Music Graph Project: Upgrading My AI Workflow with MCP

6 minute read

This is somewhat of a one off post for the project. I was feeling the pain of all the cutting and pasting I was doing. This is caused a problem for me because I didn’t want to relinqish full control to AI with something like claude code. I also didn’t want to pay per api call/token. I came up with the idea of using MCP servers as a bridge. This way I could still control the code, but offload boring tasks to Claude like writing these blog posts.
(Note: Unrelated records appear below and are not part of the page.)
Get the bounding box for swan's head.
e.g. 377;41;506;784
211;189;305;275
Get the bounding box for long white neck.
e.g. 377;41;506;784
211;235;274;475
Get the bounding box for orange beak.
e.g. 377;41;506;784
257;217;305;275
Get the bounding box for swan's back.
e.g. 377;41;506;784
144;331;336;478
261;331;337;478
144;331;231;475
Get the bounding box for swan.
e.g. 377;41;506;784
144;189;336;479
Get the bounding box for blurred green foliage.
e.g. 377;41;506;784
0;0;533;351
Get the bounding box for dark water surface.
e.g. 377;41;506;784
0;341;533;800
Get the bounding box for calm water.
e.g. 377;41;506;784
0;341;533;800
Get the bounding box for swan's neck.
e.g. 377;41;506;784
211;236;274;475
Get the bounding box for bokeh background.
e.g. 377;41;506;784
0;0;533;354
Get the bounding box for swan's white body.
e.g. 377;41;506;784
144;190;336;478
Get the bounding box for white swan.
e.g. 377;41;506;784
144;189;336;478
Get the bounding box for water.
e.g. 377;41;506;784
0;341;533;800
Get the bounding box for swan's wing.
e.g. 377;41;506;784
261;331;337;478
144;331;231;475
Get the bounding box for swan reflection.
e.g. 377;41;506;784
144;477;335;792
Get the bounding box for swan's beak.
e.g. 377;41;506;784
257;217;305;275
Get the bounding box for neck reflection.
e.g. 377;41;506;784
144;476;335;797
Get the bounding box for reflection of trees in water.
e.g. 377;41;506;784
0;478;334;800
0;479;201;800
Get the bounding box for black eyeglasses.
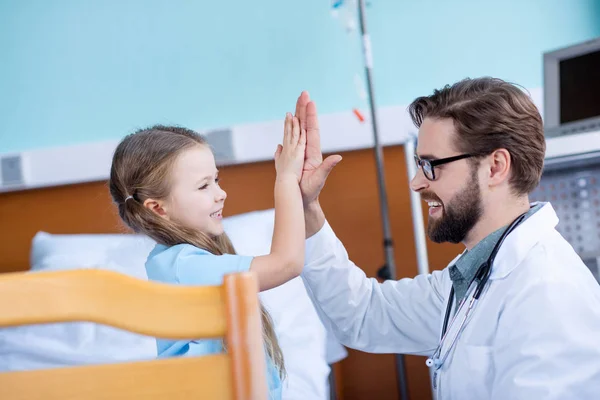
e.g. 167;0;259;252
415;154;474;181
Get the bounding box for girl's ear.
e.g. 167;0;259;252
144;199;169;220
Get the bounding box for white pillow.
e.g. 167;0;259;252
0;209;347;400
0;232;156;371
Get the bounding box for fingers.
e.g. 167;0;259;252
306;101;319;135
317;154;342;182
283;113;293;146
298;129;306;153
275;144;283;161
306;101;323;165
291;117;300;147
294;91;310;129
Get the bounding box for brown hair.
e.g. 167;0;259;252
109;125;285;377
408;77;546;195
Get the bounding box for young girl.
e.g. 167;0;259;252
110;113;306;399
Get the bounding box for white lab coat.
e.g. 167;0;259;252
302;203;600;400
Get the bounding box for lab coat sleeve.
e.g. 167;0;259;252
492;258;600;400
301;223;449;355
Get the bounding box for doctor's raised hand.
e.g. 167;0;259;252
296;92;342;237
288;82;600;400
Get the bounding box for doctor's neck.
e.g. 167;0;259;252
462;195;529;250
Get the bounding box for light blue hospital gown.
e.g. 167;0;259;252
146;244;282;400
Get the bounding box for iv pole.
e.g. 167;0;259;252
358;0;409;400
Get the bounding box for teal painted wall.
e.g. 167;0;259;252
0;0;600;153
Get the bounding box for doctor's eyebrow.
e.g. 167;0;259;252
415;153;439;160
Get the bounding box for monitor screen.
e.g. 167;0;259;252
559;51;600;124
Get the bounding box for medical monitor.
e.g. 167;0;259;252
544;38;600;137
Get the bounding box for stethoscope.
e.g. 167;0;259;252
425;214;525;371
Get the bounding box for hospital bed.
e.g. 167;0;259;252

Below is the unedited post describing our MCP setup written by Claudecd

Before diving into Phase 6 (CI/CD), I needed to solve a growing pain point in my development workflow. The copy/paste approach that worked fine in Phase 1 was becoming a significant friction point as the project grew.

The Problem

My workflow through Phase 5 looked like this:

  1. Have a conversation with Claude about what to build
  2. Copy code from my editor into Claude
  3. Get suggestions/fixes from Claude
  4. Copy code back to my editor
  5. Repeat for every file that needed changes

For small tasks: Annoying but manageable.

For Phase 5 deployment: Painful. I was juggling terraform files, Docker configs, Nginx configuration, Python code, and environment variables across multiple sessions. The context window limits meant I couldn’t show Claude everything at once.

For Phase 6 and beyond: Unsustainable. CI/CD will touch even more files across multiple repositories.

The Options I Considered

Option 1: Keep the current workflow

  • Pros: Free (included in $20/month Claude Pro), familiar
  • Cons: Doesn’t scale, wastes time, limits what’s possible

Option 2: Switch to Cline (VS Code extension with API)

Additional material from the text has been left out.